Zal ik zelf op de kortere of langere termijn ooit de persoonlijke tipping point bereiken waarop ik kies voor sabotage? Geen idee. Wel is het zo dat ik me samen met heel wat andere milieuactivisten afvraag wat nu de volgende stap kan zijn, rekening houdend met het feit dat de meeste actiestrategieën die we al uittestten jammerlijk hebben gefaald. Welke alternatieve strategie kan de maatschappelijke tipping point dichterbij brengen, dat moment waarop het publieke verzet tegen de grootschalige politiek-economische sabotage van al wat leeft, onoverwinnelijk wordt?

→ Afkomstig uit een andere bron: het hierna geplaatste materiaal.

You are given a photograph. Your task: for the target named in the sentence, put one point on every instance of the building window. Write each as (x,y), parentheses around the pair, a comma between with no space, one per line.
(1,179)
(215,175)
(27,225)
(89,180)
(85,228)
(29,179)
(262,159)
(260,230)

Idealiter zouden we daarbij de afweging of activistisch geweld al dan niet geoorloofd is helemaal niet moeten maken. Leefden we maar in een wereld waar we met verkiezingen, kritische journalistiek, wetenschappelijke rapporten, en ja, desnoods ook nog een paar urgente kunstwerken, klimaatstakingen, marsen en milieurechtszaken het grootste onheil konden afwenden!